Além de aproveitar os recursos existentes, o Rio da Unidade Nacional também, tornou-se para elas um local de encontro e bate papo. Para passar o tempo e amenizar o impacto do trabalho, as lavadeiras cantavam versos de criação própria. O preferido do grupo era: "menina da saia verde que não te deu fui eu. Porque eu não te dei pegou a saia e vendeu". Os versos simples ganham vida, quando a ex-lavadeira com uma voz tranqüila liga cada palavra, por meio de uma musicalidade que lembra os sambas antigos.
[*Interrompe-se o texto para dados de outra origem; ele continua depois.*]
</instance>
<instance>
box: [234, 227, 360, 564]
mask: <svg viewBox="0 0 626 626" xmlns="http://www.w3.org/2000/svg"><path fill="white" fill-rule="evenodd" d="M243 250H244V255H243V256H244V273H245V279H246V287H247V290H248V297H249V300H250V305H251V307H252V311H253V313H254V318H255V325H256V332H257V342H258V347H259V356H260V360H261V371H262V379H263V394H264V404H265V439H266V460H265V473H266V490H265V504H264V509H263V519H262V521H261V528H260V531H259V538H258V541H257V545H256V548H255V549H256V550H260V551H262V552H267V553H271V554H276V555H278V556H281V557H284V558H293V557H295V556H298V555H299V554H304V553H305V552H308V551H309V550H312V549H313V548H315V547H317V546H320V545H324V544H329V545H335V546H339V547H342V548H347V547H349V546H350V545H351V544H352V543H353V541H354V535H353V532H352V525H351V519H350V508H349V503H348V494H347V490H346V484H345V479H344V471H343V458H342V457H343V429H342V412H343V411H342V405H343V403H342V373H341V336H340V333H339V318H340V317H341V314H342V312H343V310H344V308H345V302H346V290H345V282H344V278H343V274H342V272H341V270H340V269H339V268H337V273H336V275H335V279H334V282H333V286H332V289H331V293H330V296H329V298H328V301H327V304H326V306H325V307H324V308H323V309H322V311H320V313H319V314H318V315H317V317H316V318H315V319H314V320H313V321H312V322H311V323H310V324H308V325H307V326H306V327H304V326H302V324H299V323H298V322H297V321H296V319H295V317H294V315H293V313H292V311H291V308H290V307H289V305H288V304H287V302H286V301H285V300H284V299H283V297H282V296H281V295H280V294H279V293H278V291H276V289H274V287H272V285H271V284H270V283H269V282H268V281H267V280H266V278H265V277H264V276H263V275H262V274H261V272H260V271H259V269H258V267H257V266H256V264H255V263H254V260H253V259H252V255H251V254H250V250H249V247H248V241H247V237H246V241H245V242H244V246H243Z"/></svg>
Juntas formavam um grande coral que era possível ser escutado da beira do rio. As cantigas se uniam ao som da cachoeira. Tudo se tornava uma melodia que variava entre a nostalgia das rimas e o retrato bucólico das corredeiras, das praias e da vida que se levava. Os locais mais procurados pelas mulheres ficavam nas ilhas antes da Ponte Marechal Hermes e na cachoeira. Não havia posição determinada para cada pessoa. Aquelas que chegassem mais cedo poderiam ficar com as pedras - pontos melhores para estender a roupa, durante a secagem. As outras deveriam pegar capim para fazer uma cobertura no solo, onde poderiam esperar a água escorrer. Não havia disputa ou brigas pelos melhores locais. Pelo contrário, desenvolveu-se um espírito comunitário, baseado na fraternidade.

Indiferente pela distância, os dois locais tinham as mesmas características sociais, ou seja, composto por mulheres de baixa-renda; o serviço era essencial para as despesas familiares; quase todas já tinham filhos e possuíam raízes nordestinas - grande parte com origem baiana.

Ana Rodrigues Araújo mora em Pirapora há 60 anos. Natural da cidade de Morro do Pará (BA), ela foi lavadeira sanfranciscana por 40 anos. Ana explica que era difícil uma mulher de outra região, com pouco ou nenhum estudo conseguir um emprego que possibilitasse colaborar de maneira significativa com as despesas da família. Segundo ela, o campo de trabalho como doméstica estava saturado. Trabalhar no rio era a única solução.

"O serviço era de matar. A gente carregava trouxas de roupas grandes e pesadas. Para lavar tudo direitinho, esfregávamos uma vez a peça, batíamos na pedra, colocávamos para quarar, esfregávamos de novo e depois a roupa ia para o sol secar", conta Ana. O esforço resultou em mãos calejadas e problemas na coluna. "Mesmo assim, consegui criar todos os meus cinco filhos com honestidade, graças ao meu trabalho", argumenta. Ela acredita que a limpeza da roupa resultava-se do modo cuidadoso que se lavava.